Mais bon, merde, je me suis fait scooper par un mormon.

Conserver les marges

J’appuie la démarche des homosexuels parce qu’ils ont l’air d’y tenir et que je ne vois pas en quoi ça pourrait me déranger mais, vraiment, je ne sais pas si c’est une si grande avancée pour l’humanité. Il me semble qu’une société a besoin de marges et que c’est précisément dans le traitement qu’on réserve à ceux qui vivent dans la marge qu’on mesure la seule ouverture qui compte vraiment, celle des gens ordinaires qui côtoient les marginaux. Et puis, souvent, il y a plus de fun dans la marge...

Mais peut-être qu’il faut d’abord une reconnaissance juridique pour que les marginaux sortent de la peur et que les gens autour s’habituent. Je ne sais pas. Mais ce que je sais, c’est que le droit à la liberté religieuse commence à en mener large. Je ne pensais jamais défendre l’intégrité de la GRC, mais il me semble que des Polices montées avec des turbans, ça fait dur. Et des voiles dans les cours d’éducation physique aussi. Et qu’on n’ait pas le droit de se promener en bédaine dans certains parcs d’Outremont à cause des pressions de la communauté juive n’a pas de sens non plus. Sous une apparence de société tolérante, tout ça finit par faire en sorte que chaque communauté reste dans son coin avec ses petits droits spéciaux. À long terme, ça mène inévitablement aux ghettos et aux tensions.

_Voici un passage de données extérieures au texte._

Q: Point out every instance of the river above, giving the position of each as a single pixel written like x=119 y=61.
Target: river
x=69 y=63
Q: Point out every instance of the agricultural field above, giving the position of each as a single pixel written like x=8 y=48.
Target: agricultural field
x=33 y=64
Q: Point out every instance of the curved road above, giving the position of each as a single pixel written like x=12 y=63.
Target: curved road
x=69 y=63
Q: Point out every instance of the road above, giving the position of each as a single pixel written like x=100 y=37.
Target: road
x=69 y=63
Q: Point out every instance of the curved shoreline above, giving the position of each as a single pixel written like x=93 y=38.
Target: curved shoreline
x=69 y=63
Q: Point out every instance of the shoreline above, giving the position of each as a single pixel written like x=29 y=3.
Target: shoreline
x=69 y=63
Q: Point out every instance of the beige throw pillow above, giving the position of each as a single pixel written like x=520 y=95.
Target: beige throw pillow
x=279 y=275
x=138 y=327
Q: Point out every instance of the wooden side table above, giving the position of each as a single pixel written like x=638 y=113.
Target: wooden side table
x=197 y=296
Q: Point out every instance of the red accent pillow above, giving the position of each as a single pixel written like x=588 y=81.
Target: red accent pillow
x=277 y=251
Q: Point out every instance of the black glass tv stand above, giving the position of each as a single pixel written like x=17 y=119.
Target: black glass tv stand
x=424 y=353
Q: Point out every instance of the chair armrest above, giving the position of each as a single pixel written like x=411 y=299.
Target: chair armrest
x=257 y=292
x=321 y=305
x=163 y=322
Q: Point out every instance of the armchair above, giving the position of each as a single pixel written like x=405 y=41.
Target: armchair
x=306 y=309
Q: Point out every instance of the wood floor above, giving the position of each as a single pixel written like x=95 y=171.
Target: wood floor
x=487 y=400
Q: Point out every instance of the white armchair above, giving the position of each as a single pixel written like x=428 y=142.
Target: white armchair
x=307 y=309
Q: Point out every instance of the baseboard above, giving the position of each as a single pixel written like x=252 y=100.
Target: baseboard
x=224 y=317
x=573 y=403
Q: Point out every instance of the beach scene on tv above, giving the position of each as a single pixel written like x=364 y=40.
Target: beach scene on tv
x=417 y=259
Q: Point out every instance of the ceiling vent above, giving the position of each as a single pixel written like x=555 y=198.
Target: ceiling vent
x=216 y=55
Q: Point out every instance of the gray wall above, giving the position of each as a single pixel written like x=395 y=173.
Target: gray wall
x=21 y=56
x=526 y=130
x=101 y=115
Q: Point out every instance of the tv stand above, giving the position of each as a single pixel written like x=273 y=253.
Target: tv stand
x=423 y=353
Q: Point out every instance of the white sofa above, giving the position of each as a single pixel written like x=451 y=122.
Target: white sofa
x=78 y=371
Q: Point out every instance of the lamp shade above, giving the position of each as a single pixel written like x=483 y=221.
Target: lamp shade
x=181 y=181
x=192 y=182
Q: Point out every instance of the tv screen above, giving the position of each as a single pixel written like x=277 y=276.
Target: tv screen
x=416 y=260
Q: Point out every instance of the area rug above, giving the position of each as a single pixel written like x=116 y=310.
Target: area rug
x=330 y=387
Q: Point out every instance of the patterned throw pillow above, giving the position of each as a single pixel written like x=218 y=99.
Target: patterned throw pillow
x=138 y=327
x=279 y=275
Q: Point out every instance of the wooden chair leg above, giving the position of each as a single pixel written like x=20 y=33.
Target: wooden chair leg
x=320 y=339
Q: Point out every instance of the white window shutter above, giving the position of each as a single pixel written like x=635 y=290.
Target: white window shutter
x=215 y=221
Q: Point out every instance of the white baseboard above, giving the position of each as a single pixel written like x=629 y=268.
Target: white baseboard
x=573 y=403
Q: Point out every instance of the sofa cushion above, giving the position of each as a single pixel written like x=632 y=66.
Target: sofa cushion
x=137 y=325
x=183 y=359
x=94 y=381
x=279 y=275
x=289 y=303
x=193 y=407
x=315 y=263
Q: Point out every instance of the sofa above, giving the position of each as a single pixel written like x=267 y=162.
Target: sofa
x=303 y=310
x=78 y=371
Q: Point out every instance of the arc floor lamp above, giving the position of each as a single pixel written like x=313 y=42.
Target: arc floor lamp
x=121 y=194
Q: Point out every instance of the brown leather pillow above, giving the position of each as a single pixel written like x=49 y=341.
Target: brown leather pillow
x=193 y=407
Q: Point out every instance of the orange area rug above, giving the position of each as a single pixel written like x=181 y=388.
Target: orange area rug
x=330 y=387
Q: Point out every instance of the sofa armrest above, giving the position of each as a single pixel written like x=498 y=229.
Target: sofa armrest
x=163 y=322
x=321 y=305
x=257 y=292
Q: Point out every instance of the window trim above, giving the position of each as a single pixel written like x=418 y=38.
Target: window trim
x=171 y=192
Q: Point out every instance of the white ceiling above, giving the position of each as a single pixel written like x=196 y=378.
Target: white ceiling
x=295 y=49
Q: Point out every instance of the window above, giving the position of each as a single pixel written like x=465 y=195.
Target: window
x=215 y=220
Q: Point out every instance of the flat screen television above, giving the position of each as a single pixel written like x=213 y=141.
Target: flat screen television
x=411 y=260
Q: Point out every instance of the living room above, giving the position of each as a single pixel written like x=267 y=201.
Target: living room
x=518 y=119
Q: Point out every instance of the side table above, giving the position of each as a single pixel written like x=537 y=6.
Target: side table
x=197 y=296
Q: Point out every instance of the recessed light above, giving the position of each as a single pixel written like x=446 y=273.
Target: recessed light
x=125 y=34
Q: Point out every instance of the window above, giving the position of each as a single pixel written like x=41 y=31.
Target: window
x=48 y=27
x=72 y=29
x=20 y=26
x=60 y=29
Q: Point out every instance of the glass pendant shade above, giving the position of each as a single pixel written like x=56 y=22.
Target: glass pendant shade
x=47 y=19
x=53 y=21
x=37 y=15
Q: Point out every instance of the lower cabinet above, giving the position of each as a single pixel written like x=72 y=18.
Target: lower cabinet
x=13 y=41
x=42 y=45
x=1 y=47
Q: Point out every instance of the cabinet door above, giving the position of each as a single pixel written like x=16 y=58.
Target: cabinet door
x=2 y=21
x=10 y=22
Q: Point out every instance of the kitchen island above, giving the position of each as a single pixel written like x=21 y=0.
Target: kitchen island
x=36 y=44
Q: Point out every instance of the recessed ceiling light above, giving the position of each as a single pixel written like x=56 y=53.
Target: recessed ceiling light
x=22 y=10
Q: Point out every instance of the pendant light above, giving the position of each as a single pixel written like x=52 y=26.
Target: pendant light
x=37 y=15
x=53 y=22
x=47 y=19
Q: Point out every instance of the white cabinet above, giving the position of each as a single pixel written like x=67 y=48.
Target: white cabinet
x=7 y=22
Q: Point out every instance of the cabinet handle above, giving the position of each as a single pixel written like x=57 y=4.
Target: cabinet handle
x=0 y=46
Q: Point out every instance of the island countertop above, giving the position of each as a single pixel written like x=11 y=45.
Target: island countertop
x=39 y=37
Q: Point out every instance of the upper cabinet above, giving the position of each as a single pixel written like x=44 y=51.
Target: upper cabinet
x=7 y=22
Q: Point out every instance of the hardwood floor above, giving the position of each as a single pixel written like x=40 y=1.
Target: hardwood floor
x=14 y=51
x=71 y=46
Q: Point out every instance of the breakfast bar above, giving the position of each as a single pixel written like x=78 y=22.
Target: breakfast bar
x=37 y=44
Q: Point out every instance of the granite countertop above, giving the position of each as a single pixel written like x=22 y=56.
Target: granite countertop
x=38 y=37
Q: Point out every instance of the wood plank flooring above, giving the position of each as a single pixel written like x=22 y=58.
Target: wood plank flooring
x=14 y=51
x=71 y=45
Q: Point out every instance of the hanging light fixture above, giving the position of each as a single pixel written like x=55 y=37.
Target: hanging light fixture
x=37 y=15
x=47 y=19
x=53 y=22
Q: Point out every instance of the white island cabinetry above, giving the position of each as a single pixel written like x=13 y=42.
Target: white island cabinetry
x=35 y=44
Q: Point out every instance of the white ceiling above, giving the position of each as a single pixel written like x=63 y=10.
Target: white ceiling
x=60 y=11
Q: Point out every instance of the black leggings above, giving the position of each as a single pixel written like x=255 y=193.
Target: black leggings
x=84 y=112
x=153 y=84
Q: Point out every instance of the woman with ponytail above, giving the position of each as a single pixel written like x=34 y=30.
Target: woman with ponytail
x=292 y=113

On ne peut pas toujours continuer de refuser de se définir comme société. Sinon, d’autres le feront pour nous. Et ça risque fort d’être des groupes religieux puisqu’ils sont les seuls à vouloir baliser et qu’ils n’y vont pas de main morte. Commençons donc par refuser le mariage polygame du néo-mormon de Colombie-Britannique. Un homme avec deux femmes, c’est inacceptable !

Texte lu à l’émission Samedi et rien d’autre, 1ère chaîne de Radio-Canada, le 26 octobre 2002.